With the steadily increasing number of unique angrite samples available to study, new models of their formation are emerging. In an abstract from the Workshop on Chronology of Meteorites 2007, A. Irving and S. Kuehner (UWS) conceive of a rapid progression of events on the angrite parent body following its accretion within ~2 m.y. after CAI formation. Immediately thereafter, the onset of internal heating by 26Al decay resulted in differentiation of the mantle and formation of a small core (8 mass%; Shirai et al., 2009). Subsequent to this, plutonic and volcanic magmatism occurred, along with metasomatism, metamorphism, and impact-generated regolith formation, all occurring within ~411 m.y. after CAIs.
In-depth studies of the diverse angrite samples collected thus far are bringing to light a scenario in which a large planetary body accreted and crystallized over an extended period of time, perhaps as long as 7 m.y., beginning only a few m.y. after the formation of the earliest nebular condensates. The refractory bulk composition of this body, along with features such as a high abundance of trapped solar noble gases, attests to an origin in close proximity to the Sun. The oldest angritic material is recognized in the form of early crustal vesicular rocks like Sahara 99555, D'Orbigny, and NWA 1296. Younger angritic material, in the form of impact-mixed extrusive and intrusive magmatic rocks together with regolith material, is represented by A-881371, LEW 87051, and NWA 1670. The youngest angritic rocks known, represented by the meteorites Angra dos Reis, LEW 86010, NWA 2999, NWA 4590, and NWA 4801, are composed of annealed regolith and late intrusive plutonic lithologies.
It is proposed that one or more severe collisional impacts onto the angrite parent body resulted in the stripping of a significant fraction of its crust and upper mantle, accompanied by dissemination of large sections of this material into a stable orbit for the past 4+ b.y. This location may lie within the main asteroid belt, or may possibly remain associated with the original collisionally-stripped parent body, postulated by some to be the planet Mercury. The disparity in FeO content that exists between the angrite group of meteorites (up to 25 wt%) and that which is observed on the surface of Mercury (~5 wt%) may reflect the existence of a redox gradient in which the lower mantle region, now the present surface of Mercury, has a more magnesian composition.

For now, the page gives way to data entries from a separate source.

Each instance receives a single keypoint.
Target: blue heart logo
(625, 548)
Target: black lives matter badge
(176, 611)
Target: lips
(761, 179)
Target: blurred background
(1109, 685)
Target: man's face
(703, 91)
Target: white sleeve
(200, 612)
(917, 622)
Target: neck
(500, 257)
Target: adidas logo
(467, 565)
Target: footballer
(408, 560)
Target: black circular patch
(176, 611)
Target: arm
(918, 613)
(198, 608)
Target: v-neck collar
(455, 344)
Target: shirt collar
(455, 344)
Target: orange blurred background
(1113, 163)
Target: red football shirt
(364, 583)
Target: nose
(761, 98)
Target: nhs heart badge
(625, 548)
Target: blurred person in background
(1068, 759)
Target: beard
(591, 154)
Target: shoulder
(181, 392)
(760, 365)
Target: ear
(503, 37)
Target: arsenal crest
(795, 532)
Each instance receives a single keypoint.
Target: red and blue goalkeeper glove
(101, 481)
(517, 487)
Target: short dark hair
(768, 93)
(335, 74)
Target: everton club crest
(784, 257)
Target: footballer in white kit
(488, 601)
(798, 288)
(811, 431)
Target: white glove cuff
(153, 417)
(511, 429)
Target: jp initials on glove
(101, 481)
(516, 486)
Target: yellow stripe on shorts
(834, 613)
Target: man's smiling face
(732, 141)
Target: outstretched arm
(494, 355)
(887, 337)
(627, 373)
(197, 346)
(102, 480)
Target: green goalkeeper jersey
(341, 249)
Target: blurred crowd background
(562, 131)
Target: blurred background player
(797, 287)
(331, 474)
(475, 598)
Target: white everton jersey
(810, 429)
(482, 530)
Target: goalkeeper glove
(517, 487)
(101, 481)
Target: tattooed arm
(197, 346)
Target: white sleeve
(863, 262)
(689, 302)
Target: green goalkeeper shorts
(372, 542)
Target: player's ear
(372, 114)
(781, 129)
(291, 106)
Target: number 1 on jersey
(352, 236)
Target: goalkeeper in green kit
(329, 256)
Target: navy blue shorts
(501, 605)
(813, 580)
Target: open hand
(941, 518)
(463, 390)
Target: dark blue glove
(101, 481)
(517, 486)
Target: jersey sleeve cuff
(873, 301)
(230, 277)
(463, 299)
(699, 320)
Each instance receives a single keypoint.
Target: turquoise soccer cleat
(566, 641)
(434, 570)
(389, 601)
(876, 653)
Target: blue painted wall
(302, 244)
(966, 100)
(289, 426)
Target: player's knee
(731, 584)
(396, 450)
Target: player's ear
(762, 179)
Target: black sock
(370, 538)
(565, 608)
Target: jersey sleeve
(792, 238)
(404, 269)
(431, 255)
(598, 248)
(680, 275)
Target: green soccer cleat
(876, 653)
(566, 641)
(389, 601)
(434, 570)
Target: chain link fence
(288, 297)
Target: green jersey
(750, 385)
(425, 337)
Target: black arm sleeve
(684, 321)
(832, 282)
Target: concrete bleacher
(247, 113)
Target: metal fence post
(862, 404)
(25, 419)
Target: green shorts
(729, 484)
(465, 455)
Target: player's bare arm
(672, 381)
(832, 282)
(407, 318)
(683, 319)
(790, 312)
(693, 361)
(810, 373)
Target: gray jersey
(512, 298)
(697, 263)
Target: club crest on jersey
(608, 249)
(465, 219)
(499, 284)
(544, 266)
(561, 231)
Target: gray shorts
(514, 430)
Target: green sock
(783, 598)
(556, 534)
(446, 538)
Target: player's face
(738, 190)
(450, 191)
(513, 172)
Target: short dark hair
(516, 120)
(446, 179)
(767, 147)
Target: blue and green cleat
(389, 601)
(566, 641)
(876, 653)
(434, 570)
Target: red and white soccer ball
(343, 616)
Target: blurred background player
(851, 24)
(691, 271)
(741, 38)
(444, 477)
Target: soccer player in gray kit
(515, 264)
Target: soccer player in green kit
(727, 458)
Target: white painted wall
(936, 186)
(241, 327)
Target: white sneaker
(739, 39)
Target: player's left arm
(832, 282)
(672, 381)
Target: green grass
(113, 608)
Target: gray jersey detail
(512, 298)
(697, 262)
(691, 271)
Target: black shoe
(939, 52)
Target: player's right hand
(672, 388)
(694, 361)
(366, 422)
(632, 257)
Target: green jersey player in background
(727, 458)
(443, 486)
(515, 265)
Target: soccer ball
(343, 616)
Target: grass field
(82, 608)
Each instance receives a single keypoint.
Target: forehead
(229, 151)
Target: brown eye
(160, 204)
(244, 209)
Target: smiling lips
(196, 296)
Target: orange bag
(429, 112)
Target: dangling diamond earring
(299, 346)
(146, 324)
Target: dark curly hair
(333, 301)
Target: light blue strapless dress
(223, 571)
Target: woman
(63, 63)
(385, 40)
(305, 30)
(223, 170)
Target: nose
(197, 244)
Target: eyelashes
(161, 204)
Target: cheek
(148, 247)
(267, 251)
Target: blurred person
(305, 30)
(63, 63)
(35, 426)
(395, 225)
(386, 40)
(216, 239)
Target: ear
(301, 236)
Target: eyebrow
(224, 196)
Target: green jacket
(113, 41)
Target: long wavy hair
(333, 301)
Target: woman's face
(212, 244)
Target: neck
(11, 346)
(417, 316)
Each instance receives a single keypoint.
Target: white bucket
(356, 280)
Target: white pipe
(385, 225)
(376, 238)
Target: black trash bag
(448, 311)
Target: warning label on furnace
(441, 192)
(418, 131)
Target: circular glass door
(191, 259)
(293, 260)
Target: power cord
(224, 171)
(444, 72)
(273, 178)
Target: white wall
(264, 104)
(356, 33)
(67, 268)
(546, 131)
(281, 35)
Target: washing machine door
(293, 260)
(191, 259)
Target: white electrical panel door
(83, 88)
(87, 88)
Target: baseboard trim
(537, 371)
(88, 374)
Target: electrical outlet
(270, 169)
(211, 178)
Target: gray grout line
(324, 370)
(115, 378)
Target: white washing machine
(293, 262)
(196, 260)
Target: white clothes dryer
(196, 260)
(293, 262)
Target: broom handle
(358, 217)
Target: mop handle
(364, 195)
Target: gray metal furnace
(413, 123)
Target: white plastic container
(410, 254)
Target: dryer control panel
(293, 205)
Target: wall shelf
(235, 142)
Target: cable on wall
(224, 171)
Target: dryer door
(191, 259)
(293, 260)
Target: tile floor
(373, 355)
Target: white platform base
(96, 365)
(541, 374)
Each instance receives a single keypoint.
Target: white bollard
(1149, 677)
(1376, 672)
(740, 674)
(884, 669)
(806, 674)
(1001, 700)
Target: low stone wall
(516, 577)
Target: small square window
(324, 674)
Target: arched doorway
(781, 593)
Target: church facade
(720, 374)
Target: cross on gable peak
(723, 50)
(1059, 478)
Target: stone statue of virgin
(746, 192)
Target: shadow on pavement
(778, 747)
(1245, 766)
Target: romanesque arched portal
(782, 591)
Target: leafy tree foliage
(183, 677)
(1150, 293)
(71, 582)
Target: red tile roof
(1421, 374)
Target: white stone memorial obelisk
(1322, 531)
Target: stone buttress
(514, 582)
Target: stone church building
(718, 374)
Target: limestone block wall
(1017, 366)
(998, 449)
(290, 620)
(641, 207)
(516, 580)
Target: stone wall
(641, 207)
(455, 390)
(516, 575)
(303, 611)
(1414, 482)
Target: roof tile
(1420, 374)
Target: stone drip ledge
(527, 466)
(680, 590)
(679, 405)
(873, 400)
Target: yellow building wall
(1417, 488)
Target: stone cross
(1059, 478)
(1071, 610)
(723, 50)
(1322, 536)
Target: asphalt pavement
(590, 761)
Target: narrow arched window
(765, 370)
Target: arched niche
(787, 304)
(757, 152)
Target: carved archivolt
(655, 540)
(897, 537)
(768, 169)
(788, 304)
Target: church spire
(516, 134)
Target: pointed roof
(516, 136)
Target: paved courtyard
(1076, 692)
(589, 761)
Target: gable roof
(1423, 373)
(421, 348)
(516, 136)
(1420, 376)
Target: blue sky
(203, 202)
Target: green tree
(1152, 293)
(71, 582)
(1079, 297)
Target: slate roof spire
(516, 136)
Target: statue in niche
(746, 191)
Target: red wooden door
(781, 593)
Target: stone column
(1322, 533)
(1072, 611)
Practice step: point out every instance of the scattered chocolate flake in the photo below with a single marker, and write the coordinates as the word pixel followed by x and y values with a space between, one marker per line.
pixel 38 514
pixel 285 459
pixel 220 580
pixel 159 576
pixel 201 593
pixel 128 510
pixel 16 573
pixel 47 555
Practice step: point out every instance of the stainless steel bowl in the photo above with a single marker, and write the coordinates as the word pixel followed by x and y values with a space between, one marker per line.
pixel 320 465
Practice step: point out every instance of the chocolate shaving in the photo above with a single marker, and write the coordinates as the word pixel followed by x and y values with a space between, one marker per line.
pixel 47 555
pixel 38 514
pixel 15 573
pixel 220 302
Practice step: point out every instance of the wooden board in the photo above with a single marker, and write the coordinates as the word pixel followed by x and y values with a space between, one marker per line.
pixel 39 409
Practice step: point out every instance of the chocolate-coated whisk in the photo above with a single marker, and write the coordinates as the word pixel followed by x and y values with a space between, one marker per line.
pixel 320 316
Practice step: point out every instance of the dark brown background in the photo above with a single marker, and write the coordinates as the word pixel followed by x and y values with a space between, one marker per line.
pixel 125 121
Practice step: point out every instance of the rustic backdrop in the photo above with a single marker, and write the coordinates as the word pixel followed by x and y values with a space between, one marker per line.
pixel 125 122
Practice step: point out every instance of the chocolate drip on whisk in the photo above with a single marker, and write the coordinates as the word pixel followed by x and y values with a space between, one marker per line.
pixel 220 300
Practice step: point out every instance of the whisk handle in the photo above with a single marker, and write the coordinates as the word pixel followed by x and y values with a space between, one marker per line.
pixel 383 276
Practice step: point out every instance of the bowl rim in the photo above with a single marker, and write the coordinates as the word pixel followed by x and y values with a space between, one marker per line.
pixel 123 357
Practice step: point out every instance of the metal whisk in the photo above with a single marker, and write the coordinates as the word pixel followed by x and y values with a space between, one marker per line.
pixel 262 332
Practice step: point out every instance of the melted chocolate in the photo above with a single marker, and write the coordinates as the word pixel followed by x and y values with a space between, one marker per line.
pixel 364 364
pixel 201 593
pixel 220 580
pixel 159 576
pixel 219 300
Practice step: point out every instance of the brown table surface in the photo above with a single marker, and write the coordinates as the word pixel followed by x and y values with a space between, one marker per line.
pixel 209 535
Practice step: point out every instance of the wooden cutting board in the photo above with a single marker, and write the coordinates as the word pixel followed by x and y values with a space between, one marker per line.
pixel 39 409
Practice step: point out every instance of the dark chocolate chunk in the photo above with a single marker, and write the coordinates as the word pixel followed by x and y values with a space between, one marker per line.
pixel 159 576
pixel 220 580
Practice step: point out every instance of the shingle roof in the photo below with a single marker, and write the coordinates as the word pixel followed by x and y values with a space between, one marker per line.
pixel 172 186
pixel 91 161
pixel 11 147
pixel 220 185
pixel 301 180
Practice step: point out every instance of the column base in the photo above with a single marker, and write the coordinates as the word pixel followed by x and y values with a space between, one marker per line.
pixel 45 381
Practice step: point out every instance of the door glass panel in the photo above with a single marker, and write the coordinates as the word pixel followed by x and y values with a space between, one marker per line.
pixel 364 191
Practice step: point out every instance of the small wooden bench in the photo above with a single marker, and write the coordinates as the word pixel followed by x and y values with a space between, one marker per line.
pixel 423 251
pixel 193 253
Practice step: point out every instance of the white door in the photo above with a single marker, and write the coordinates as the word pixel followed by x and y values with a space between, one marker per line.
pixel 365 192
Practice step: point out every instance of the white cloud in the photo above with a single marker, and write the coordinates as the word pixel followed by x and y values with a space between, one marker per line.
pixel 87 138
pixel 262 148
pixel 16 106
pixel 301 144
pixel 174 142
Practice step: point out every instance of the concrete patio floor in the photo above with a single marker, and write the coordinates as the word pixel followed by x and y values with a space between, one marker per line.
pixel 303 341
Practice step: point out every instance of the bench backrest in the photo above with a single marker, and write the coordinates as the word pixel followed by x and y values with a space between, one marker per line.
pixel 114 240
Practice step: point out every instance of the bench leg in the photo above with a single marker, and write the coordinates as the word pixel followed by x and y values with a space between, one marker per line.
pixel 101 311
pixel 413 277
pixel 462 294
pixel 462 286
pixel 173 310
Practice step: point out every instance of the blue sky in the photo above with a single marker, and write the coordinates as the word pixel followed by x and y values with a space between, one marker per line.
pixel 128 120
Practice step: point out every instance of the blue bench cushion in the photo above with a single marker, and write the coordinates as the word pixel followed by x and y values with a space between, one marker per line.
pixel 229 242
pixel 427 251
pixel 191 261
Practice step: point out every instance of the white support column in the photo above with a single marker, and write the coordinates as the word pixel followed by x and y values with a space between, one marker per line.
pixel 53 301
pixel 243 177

The CRE age calculated for NWA 4801 is 31.6 (±1.5) m.y. (Nakashima et al., 2008). It was concluded that the wide range of CRE ages determined for the angrites0.671 m.y. for ten angrites measuredindicates that the APB was/is a large body which has experienced recurrent episodes of impact and dissemination of the crust over a very long period of time.
Although NWA 4801 has been remagnetized by hand magnets, a study by Weiss et al. (2008) of remanent magnetism in angrites revealed that a magnetic field with a strength of ~10 µteslas, ~20% of that of present-day Earth, was imparted to the angrite PB during its earliest phase of crystallization (as observed particularly from the angrite D'Orbigny). This magnetic field may be attributable to a number of possible causes, e.g., accretion to an orbit in close proximity to the early T-Tauri phase solar field, or perhaps more plausible, a magnetic field generated through an internal core-dynamo mechanism. The specimen of NWA 4801 shown above is a 0.98 g partial slice.